I meant why wrapping the nonoverlapping version

All of our uses are nonoverlapping. I'm not sure whether it actually provides any optimization opportunities, but I'm sure it can't hurt :)

That said, I cannot think of any reason to actually use volatile here, or even think of any case where adding volatile removes UB.

Our use case is different - we're sharing memory with a remote process which is assumed to be malicious, and so we must assume that the memory is changing out from under us. Thus, accesses have to either be volatile or atomic. If they're not, it's equivalent to a data race, which is UB.

[Lokathor]

If I understand your situation correctly, atomic would not help you here. You'd need volatile.

[joshlf]

@Lokathor

If I understand your situation correctly, atomic would not help you here. You'd need volatile.

I don't believe that's right; so long as you use atomic operations, the compiler guarantees that concurrent modifications by a different thread will not cause UB. I can't imagine how that other thread being in a different process would change anything.

[Lokathor]

atomics can't be re-ordered, but as i understand it they can be elided according to LLVM rules:

A couple examples: if a SequentiallyConsistent store is immediately followed by another SequentiallyConsistent store to the same address, the first store can be erased. This transformation is not allowed for a pair of volatile stores.

[joshlf]

Atomics being reordered is fine; this is about a security rather than a correctness property (if the remote process is misbehaving, correctness is already out the window). In fact, even reordering would be fine for us. What we really care about is that the compiler doesn't make any invalid assumptions about the stability of memory when performing optimizations. E.g., consider the following simple program:

if *len < MAX_LEN {
    // do stuff
}
if *len < MAX_LEN {
    // do more stuff
}

Assuming that len is never modified by the current thread, the compiler can assume that the second bounds check is spurious and elide it.

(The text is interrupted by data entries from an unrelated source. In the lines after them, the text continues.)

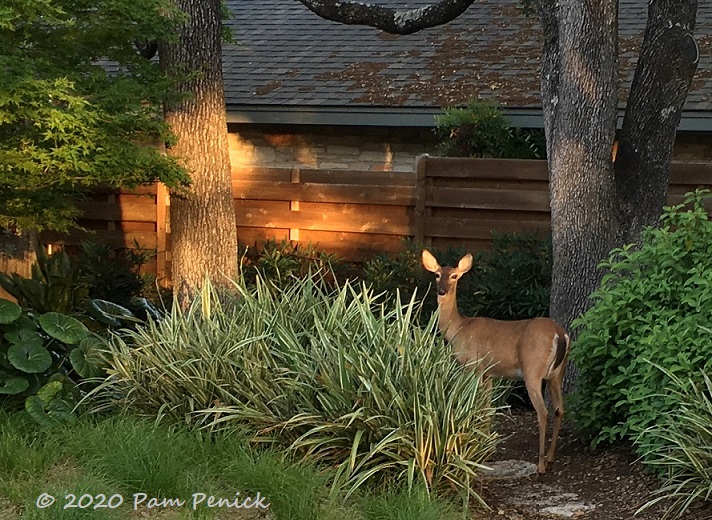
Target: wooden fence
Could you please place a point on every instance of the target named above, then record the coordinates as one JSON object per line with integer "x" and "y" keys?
{"x": 446, "y": 201}
{"x": 356, "y": 214}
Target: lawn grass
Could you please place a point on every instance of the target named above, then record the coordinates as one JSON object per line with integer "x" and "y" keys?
{"x": 127, "y": 456}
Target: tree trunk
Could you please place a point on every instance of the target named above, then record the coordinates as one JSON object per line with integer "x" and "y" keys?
{"x": 579, "y": 97}
{"x": 667, "y": 63}
{"x": 203, "y": 226}
{"x": 595, "y": 208}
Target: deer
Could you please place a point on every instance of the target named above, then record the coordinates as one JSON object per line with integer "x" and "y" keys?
{"x": 535, "y": 350}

If, however, len is actually stored in shared memory and the remote process concurrently modifies it, that optimization would be invalid. In practice, of course, the issues would likely be much more complicated and subtle.

[Lokathor]

Yes. Exactly. What you are describing is what volatile can handle and what atomic cannot. Please read the above llvm example again. Repeated atomic operations can be elided by the compiler if it chooses to.

That said, unsynchronized volatile modification is also UB (data race), so basically you're trying to tackle a patch of thorns that's also on fire.

[joshlf]

Yes. Exactly. What you are describing is what volatile can handle and what atomic cannot. Please read the above llvm example again. Repeated atomic operations can be elided by the compiler if it chooses to.

The sorts of elisions that you cite (such as eliding back-to-back sequential stores) affect neither security nor correctness. They don't affect security since all we're trying to avoid is UB, and LLVM says it's not UB to use atomic operations on memory which is being concurrently modified. They don't affect correctness because, in the case of eliding back-to-back sequential stores, a) the current thread can't observe the value of the first store and, b) other threads cannot rely on observing the value of the first store before it's overwritten by the second, and so optimizing to only use the second store does not violate any guarantees.

That said, unsynchronized volatile modification is also UB (data race)

Ah, I didn't know that. I'll have to reconsider.